Although one-third of the survey respondents said their organizations conduct diversity training, fewer than one-third said the programs were effective.

"A critical part of making this work is to get managers to speak with one voice," Ms. Gabriel says of Deloitte & Touche's effort. "They have to be accountable for the results and we have to articulate a vision of where we want to go. We expect improvements. We expect to have more women in leadership positions and more people involved in flexible work alternatives. Along the way, we will measure where we were a year ago and where we are today."

Today, 74 of Deloitte's 1,500 partners are female. Of the 20 directors that sit on the company's board, none are women. But this year, 19 percent of new partners are women, up from an average of 11 percent over the past three years.

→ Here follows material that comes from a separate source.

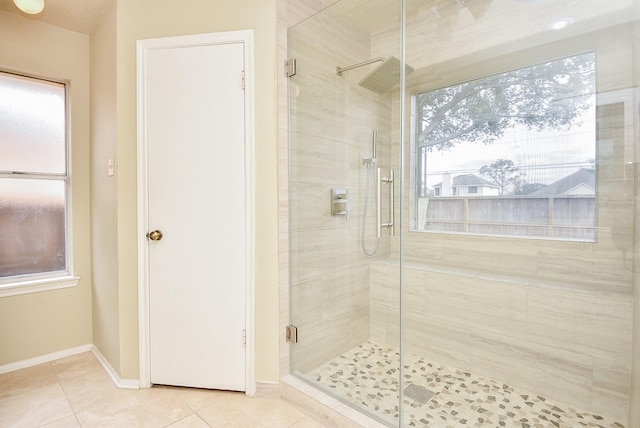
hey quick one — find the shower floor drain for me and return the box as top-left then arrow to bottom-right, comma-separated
403,384 -> 435,404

One of the starting points of better diversity management is at the very top: the corporate board. Women represent only 5.7 percent of corporate directors at large companies, according to Catalyst, a New York research organization that works with businesses to effect change for women. Of approximately 11,700 directors of the Fortune 500 and Service 500 companies, only 664 were women in 1992.

"I think there has to be a desire ... on the part of the CEO and the company to really go after this in a concerted way," says Lois Rice, who sits on six corporate boards and is a visiting scholar at the Brookings Institution in Washington. "The number of women in top positions in most industries is very limited. But there are enough exceedingly well-qualified women that their numbers could be increased."

Women still have to use "guerrilla tactics" to break through to the top spots in a corporation, says Wendy Reid-Crisp, director of the National Association for Female Executives in New York. "Society has undergone radical changes and management positions are radically different," Ms. Reid-Crisp says. "The fact that so few women are there proves how tight the door is shut at the top."

In 1989 The Prudential Insurance Company of America, based in Newark, N.J., compared the results of an opinion survey of its own employees with those at other large firms. The company concluded it had to open its door wider to women, minorities, and "anyone who is different," says June Hanson, senior consultant of diversity management. "Our objective became better communication. We hadn't done very well [in the past] in that area."

Prudential, to avoid being perceived as exclusionary, does not have a special development program for women. But in 1990 the company introduced a two-day awareness education program for its management staff. A follow-up survey conducted six months after the program began revealed attitudes had indeed changed.

"Managers are now saying that they can distinguish between a performance problem and a diversity issue," Ms. Hanson says. Now rather than letting the person go, they are saying, "I need to manage this person better."